Met uw mantel zoo groen, met uw oogen zoo blauw,
Waart ge een valsche onmeedogende bode van rouw,
Met uw lied van belofte en uw loklach zoo zoet,
Strooiend zaden van leed in mijn argloos gemoed.’
Op het hellende pad bleef mijn Lente staan
En ze wuifde van verre onder de eikenblaên.
O voor 't laatst nu dat bloemen- en zonnegezicht
In zijn weemlende goudlijst van lokkenlicht,
Met die vreemde bezieling van weemoed en spot...
- ‘Ga in vrede, mijn Lente, vergeve u God!’
Toen is mij mijn Zomer voorbijgegaan;
Met oogen vol stormen zag hij mij aan.
- ‘O schim van mijn Zomer, ga vlug voorbij!
Wanneer hadt ge lommer en vruchten voor mij?
| |
| |
Met uw mantel vol rozen, uw handen vol ooft,
Met uw guldenen garven, mijn akker beloofd,
Liet ge veld mij en tuin als een wildernis,
Waar enkel maar onkruid willig is.
Uw bliksem verwoestte mijn kleine kluis,
Tot ik nederzat weenend in puin en gruis
En angstig, voor mijn lokstem doof,
Mijn vogelen vloden 't verzengde loof.
En uw adem schroeide mijn waterwel leeg,
Waar 'k om mij te laven bij nederzeeg.’
Op het hellende pad bleef mijn Zomer staan
En hij wuifde van verre onder de eikenblaên.
O voor 't laatst nu dat donkere passiegelaat
- Och! ik had hem zoo lief, wáárom deed hij mij kwaad? -
En die vreemde bezieling van weemoed en spot....
- ‘Ga in vrede, mijn Zomer, vergeve u God!’
Toen is mijn Herfst gekomen, heel stil,
Met den blik van een engel, die troosten wil.
Zacht heeft hij mijn ijzige hand gevat:
- ‘Kom mee, kom mee langs het hellende pad.
Ik zal u geleiden door kloof en woud.
Ik sla om uw schouders een mantel van goud,
Ik hecht aan uw slapen een goudenen kroon.
Een mantel van herfstblaên is koninklijk schoon.
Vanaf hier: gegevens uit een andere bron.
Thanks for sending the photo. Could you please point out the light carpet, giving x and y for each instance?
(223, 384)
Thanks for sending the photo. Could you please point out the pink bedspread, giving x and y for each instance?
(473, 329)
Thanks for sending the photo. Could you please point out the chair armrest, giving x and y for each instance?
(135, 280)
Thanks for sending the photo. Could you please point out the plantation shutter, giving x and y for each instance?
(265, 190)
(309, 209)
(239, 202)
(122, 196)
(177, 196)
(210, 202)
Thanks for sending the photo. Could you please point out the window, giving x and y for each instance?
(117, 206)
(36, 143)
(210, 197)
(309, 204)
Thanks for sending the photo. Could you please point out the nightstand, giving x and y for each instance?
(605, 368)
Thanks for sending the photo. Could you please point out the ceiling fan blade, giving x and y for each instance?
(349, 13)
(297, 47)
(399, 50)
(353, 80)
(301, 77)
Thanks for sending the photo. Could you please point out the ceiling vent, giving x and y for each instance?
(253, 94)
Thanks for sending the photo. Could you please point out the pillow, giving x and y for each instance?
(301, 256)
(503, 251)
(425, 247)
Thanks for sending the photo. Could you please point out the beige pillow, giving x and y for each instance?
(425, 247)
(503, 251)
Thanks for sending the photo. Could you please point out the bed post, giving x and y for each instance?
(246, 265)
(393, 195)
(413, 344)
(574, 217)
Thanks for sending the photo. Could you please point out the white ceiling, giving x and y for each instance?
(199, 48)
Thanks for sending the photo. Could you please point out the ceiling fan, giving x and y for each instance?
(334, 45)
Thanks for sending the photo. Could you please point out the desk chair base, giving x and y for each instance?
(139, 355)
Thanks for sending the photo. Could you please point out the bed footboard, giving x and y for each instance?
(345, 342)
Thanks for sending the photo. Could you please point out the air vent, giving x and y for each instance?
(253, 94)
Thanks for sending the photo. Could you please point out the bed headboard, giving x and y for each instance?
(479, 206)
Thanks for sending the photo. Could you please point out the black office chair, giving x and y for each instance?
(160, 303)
Een kroon van Octoberloof, tooi van het jaar,
Is mooier dan goud en ze weegt niet zoo zwaar.
Ik zal u geleiden heel stil, heel zacht,
Tot waar u mijn broeder, uw Winter wacht.’
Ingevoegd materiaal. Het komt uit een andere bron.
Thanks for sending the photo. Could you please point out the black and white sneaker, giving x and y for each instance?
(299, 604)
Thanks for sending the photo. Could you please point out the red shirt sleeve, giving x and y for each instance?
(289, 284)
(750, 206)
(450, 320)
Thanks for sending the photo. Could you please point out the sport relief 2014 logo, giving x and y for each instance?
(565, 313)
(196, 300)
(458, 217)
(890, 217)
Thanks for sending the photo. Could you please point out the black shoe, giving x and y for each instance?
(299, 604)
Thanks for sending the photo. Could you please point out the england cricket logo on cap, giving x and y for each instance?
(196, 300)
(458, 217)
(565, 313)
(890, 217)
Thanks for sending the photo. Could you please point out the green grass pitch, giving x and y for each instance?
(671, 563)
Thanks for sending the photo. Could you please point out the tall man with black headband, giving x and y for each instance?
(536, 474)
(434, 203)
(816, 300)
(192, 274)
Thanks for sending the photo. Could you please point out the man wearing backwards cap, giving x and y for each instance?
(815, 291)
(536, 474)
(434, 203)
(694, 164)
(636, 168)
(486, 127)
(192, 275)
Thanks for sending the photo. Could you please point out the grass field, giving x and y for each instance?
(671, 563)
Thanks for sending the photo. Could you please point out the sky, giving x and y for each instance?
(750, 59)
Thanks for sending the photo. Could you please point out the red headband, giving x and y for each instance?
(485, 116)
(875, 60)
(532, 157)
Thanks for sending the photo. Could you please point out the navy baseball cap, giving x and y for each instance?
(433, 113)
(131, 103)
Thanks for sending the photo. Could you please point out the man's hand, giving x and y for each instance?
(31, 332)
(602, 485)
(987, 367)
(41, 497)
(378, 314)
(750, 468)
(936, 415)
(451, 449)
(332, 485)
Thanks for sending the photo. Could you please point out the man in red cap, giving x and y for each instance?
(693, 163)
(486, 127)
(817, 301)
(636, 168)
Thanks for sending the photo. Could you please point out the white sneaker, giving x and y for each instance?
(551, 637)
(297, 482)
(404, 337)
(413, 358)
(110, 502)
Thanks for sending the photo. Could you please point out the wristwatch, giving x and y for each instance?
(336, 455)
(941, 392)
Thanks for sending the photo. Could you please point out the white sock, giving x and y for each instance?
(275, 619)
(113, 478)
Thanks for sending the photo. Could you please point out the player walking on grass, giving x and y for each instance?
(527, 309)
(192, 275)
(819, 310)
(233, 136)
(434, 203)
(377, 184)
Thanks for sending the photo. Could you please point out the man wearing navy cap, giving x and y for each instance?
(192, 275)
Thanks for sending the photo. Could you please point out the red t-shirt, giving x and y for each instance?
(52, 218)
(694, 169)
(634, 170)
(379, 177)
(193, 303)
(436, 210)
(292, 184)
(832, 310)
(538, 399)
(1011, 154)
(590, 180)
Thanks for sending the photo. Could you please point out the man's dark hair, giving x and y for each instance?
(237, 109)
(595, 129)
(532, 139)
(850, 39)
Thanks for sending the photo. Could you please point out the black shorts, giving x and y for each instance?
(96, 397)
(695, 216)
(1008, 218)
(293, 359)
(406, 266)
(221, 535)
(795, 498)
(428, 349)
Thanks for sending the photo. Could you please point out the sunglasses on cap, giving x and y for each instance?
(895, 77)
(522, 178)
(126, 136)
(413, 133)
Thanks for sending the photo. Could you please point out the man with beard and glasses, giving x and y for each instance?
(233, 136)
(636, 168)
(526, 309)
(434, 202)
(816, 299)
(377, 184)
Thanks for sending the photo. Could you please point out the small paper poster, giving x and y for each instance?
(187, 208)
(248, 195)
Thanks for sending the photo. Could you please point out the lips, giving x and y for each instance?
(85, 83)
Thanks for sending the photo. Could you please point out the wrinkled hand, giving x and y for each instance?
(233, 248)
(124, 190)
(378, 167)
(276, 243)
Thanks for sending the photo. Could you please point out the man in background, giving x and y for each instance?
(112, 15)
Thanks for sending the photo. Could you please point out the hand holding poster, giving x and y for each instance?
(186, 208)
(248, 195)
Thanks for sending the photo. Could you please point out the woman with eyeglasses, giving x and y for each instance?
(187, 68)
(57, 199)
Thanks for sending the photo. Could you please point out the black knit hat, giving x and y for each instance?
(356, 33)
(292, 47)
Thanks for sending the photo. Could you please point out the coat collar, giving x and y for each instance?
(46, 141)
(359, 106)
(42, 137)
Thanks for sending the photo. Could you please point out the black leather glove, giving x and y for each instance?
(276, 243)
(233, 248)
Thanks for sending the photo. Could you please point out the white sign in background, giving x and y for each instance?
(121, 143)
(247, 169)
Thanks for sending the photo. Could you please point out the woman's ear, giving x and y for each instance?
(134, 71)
Op het hellende pad bleef met hem ik staan.
- ‘O zijn dáárheen mijn Lente en mijn Zomer gegaan?
In de duistre vallei, die daar sluimert zoo groen,
Wacht mij dáár nu mijn opperste levensseizoen?
Zal 'k verlaten vergaan, met mijn Winter als loods,
In de waatren der wanhoop, in schaduw des doods?’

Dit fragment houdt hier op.